Choosing Containers: Containers can be made of clay, wood, plastic, or metal. Most importantly, they should be the proper size and provide good drainage.
Selecting the proper container size is a balance between supplying adequate soil volume and making sure they can be moved in cases of inclement weather or for winter storage. Choose the largest containers you can feasibly manage. Container depth is important because most plants need at least 6 to 8 inches of soil for proper rooting.
Choosing Soil Media: The best soil media for container gardens are ironically are called ‘soilless mixes”. These contain combinations of peat moss, perlite, and sand. Some include wood chips or bark. Native garden soil alone does not make good potting soil because it does not provide adequate drainage or air exchange. Soilless mixes are sterile and contain few nutrients. Manufacturers usually add major plant nutrients to mixes they sell, but may not add trace elements that are necessary for good plant growth. This problem can be solved by using the soilless mix as a base and adding compost (about 25% by volume).
Placing the Containers: Position containers where plants will receive sun during the entirety of daytime hours. If this is not possible, choose crops that can withstand some shade. Generally leaf crops can tolerate some shade while vegetables grown for their roots or fruits need a minimum of 8 to 10 hours of full, direct sunlight each day. Available light can be concentrated somewhat by providing reflective materials around the plants (e.g., aluminum foil, white-painted surfaces, marble chips on the soil surface).
Choosing Vegetable Crops and Varieties for Containers: The best container crops are those that allow best use of the available space. This includes many herbs, carrots, radishes and lettuce, or crops that bear fruits over a period of time such as tomatoes, peppers, or cucumbers. Dwarf or miniature varieties of many crops are available.
Tips for Growing Vegetables in Containers: If you can move or protect your container garden from frost, plant two to three weeks earlier than you would an outside garden. Avoid planting too many plants in one container. If cages, stakes, or other supports are needed, install them just after planting or thinning to avoid root damage later.

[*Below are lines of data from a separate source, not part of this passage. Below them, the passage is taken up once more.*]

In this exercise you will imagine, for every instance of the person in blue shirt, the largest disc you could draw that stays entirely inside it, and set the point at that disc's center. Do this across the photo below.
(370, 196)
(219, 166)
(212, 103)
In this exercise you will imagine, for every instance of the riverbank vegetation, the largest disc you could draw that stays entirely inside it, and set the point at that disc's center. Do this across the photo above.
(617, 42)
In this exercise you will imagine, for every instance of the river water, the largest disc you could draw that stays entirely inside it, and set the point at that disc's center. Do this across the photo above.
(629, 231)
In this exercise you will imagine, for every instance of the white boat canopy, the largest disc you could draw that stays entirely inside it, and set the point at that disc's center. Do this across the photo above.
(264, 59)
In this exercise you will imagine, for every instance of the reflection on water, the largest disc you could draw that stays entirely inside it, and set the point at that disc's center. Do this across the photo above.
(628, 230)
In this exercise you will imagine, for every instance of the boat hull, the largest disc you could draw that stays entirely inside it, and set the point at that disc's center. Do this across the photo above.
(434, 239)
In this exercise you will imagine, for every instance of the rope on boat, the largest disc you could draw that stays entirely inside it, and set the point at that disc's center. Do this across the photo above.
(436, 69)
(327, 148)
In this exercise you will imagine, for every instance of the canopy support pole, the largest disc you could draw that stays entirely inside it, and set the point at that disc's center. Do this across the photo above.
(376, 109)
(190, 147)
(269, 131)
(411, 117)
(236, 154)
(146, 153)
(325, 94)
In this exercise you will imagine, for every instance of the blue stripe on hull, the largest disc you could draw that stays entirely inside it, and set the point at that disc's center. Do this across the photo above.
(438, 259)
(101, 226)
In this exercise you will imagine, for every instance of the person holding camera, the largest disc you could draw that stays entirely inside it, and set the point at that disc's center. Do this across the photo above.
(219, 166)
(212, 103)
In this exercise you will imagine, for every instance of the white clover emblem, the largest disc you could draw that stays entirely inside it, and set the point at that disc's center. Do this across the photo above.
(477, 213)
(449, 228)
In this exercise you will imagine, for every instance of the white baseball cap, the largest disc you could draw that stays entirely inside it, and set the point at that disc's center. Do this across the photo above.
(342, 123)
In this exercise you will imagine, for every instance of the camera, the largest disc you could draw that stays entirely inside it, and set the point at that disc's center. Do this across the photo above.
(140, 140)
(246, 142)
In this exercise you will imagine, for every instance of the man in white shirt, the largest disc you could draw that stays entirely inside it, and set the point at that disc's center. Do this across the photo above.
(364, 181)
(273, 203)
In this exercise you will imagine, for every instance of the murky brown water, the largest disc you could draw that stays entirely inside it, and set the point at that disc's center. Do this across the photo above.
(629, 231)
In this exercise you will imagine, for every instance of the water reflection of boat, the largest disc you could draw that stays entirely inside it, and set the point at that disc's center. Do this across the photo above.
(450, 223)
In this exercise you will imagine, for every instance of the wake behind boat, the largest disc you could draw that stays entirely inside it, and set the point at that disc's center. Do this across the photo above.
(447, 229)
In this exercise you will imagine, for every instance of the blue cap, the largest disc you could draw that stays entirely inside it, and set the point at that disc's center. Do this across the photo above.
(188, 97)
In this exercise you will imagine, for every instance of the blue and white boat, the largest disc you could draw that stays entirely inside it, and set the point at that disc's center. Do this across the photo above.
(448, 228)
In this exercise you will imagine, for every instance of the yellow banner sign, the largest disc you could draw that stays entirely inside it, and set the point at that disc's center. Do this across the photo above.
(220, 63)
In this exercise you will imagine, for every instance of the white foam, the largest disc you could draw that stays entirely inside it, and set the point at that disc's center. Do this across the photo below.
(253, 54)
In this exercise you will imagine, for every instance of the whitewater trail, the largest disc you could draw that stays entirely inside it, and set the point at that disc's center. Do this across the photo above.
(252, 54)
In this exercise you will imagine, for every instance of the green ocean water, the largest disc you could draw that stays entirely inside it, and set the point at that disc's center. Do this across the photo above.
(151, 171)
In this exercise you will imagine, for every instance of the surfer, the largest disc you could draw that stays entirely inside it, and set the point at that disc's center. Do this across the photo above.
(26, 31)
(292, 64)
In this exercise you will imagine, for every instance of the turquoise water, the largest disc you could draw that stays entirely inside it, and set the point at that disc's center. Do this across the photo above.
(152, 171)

Vegetables suitable for container gardening,
recommended pot size, and spacing between plants
|Vegetable||Minimum container size||Spacing (in) between plants in containers*|
|Bean||2 gallon||2 to 3|
|Beet||1/2 gallon||2 to 3|
|Cabbage||5 gallon||1 plant|
|Carrot||1 gallon||2 to 3|
|Cucumber||5 gallon||1 plant|
|Eggplant||5 gallon||1 plant|
|Kale||5 gallon||10 to 15|
|Lettuce||1/2 gallon||4 to 6|
|Mustard greens||1/2 gallon||4 to 5|
|Onion||1/2 gallon||2 to 3|
|Pepper||2 gallon||8 to 12|
|Spinach||1 gallon||4 to 6|
|Squash||5 gallon||1 plant|
|Swiss chard||1/2 gallon||4 to 6|
|Tomato||5 gallon||1 plant|
|Turnip||3 gallon||2 to 3|
*Any vegetables that produce large plants should have only one plant per container.
Water only when the plants and soil indicate a need. Check containers at least once a day to determine if the soil is damp (but not sopping wet) below a depth of about one inch and water if the soil feels dry.
There are some tricks to conserve water in containers:
- grouping containers together provides shades for the pots and slows evaporation;
- placing something impermeable, such as a plastic or rubber mat, under a pot prevents moisture from moving out of the pot and into cement or masonry surfaces;
- mulching and windbreaks can also help reduce water requirements for containers.
If plants are grown for longer than 8-10 weeks, add water-soluble fertilizer every 2 to 3 weeks. Use dry fertilizer (slow release), well-aged manure, or compost at the recommended rate (information provided on the product label).Inspect plants periodically for the presence of foliage-feeding and fruit-feeding insects as well as the occurrence of diseases. Treat as needed.